Re: [patch] Fixed the race that was oopsing Linux-2.2.0

Andrea Arcangeli (andrea@e-mind.com)
Wed, 27 Jan 1999 21:14:35 +0100 (CET)


On Wed, 27 Jan 1999, Linus Torvalds wrote:

> Don't bother sending me patches that do the old task "grab" operation.
> They won't be applied. By applying that patch, you just open yourself up
> to overrunning your stack, which is much worse than any normal oops.

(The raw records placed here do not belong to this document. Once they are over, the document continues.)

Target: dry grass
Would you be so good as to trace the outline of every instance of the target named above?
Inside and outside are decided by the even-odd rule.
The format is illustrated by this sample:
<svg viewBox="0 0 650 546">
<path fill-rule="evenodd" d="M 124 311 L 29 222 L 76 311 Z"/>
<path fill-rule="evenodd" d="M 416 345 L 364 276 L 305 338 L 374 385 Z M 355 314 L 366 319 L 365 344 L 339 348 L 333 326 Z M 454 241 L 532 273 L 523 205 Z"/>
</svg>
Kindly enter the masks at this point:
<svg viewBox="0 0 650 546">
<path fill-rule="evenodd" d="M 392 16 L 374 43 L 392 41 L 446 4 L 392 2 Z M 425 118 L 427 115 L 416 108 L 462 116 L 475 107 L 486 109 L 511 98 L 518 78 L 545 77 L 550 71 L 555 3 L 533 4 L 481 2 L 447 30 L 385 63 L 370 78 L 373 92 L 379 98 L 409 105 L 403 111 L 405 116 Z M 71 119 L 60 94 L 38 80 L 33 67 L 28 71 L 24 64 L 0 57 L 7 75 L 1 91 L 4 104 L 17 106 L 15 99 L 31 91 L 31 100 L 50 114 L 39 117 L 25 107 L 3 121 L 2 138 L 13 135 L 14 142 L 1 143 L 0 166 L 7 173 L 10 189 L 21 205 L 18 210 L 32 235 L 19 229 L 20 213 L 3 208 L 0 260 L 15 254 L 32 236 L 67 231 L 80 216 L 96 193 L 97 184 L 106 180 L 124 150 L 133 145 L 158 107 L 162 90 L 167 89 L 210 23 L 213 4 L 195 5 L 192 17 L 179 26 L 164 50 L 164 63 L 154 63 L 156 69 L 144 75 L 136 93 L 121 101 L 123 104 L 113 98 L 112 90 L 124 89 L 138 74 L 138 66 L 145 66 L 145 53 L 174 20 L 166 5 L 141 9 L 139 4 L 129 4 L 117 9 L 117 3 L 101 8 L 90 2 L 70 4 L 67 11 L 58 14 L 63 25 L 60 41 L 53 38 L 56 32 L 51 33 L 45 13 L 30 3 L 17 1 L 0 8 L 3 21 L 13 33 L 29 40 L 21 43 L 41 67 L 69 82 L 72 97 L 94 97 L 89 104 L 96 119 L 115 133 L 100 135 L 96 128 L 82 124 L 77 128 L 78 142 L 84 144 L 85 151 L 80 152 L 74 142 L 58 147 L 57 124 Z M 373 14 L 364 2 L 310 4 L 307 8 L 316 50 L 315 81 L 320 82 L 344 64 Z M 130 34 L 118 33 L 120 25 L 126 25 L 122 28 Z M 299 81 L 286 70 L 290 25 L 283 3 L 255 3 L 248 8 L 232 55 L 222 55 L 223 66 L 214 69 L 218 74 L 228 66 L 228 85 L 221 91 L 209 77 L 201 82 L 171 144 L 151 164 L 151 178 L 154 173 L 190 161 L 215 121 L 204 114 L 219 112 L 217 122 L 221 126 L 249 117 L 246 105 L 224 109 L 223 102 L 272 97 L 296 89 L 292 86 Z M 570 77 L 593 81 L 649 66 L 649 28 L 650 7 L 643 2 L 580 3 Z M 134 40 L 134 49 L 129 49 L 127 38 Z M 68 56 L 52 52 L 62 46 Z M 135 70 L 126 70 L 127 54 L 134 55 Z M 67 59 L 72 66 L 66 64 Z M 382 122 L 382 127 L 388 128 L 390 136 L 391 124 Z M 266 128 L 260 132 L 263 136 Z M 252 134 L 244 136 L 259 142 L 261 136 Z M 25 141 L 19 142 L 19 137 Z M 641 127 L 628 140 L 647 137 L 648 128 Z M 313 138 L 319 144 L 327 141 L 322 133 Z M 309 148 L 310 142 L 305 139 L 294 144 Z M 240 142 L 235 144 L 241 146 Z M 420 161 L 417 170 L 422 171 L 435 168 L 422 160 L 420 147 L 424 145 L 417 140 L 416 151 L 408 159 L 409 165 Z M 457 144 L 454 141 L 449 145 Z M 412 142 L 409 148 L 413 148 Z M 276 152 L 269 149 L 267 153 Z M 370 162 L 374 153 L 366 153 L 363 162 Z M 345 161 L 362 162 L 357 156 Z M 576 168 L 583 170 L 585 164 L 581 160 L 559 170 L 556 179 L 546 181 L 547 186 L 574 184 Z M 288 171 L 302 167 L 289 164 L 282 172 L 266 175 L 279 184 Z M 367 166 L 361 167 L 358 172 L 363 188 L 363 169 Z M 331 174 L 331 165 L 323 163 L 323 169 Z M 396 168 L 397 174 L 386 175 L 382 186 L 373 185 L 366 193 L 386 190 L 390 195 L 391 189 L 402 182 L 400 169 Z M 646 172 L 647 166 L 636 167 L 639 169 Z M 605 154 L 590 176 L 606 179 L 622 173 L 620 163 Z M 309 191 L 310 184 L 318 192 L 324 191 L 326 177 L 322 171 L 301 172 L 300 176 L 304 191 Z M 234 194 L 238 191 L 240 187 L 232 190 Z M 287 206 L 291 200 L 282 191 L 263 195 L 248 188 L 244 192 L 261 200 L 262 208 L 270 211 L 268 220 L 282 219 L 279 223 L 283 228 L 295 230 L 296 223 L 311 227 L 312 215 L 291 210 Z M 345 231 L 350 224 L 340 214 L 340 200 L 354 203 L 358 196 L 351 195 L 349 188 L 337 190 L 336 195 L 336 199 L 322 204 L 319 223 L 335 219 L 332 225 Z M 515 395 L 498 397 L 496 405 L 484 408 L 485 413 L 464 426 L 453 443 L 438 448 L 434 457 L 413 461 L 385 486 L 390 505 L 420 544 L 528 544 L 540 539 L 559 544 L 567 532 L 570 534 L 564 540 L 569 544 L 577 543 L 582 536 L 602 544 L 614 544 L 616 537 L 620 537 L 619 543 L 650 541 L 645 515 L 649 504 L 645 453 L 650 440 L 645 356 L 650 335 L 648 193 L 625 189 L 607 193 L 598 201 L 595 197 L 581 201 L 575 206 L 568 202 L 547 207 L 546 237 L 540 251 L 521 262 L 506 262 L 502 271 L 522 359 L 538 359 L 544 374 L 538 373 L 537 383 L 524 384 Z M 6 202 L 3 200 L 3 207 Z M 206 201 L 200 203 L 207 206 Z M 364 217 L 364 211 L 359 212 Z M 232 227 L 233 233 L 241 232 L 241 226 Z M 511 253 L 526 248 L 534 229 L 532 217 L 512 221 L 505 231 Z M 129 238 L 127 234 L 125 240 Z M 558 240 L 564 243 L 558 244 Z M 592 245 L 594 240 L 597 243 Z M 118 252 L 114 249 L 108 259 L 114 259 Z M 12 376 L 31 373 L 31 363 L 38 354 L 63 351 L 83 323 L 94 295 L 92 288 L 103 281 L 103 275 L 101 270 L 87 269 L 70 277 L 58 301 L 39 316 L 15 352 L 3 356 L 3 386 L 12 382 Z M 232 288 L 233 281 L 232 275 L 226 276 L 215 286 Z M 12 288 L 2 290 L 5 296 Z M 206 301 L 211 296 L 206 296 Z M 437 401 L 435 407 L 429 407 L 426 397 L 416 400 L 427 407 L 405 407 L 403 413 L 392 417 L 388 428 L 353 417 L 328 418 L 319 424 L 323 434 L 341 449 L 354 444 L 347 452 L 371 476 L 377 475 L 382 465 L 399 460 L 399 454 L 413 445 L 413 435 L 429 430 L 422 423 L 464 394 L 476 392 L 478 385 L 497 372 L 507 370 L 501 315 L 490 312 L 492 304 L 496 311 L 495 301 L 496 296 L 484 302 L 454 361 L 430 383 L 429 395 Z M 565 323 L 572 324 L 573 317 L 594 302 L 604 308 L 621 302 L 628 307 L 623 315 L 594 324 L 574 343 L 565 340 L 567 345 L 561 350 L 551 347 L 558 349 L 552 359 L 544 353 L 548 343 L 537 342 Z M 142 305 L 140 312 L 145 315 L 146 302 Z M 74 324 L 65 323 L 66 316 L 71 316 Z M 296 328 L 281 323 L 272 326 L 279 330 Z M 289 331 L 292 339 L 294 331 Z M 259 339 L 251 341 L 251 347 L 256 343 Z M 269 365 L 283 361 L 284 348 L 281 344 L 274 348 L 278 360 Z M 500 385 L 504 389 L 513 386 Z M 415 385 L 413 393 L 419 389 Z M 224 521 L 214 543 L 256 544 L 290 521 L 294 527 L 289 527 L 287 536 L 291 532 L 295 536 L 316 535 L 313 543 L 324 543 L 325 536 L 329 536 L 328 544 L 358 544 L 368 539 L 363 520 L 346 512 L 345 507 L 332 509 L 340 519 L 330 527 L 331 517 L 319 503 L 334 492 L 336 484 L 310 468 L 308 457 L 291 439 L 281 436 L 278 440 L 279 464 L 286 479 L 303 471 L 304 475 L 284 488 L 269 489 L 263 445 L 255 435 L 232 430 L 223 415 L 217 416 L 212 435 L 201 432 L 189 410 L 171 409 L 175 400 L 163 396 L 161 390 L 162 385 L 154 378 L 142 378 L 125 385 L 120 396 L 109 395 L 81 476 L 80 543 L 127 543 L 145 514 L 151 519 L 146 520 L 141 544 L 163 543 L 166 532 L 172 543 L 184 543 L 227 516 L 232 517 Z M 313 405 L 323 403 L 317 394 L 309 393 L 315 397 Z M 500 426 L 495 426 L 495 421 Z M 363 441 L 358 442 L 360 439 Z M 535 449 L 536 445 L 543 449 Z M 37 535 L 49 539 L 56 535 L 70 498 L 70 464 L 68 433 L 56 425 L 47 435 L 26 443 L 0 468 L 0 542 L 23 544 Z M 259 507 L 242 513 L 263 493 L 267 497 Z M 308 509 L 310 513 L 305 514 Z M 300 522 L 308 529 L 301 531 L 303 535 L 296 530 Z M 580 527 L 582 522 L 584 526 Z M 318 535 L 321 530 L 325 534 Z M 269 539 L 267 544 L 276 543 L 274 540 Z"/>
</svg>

Are you sure you are not been hurted by the munmap bug that was removing
the pgd if no mmap was present and munmap was run? The /proc code looks
like not too much recursive on the stack (and can't be less recursive for
me than for you)... I had never problems here (but maybe I don't have
enough irq handler running at the same time... ;).

But yes, obviously I agree to not use the stack. So here is the fixed
patch against 2.2.0. I checked and works fine too.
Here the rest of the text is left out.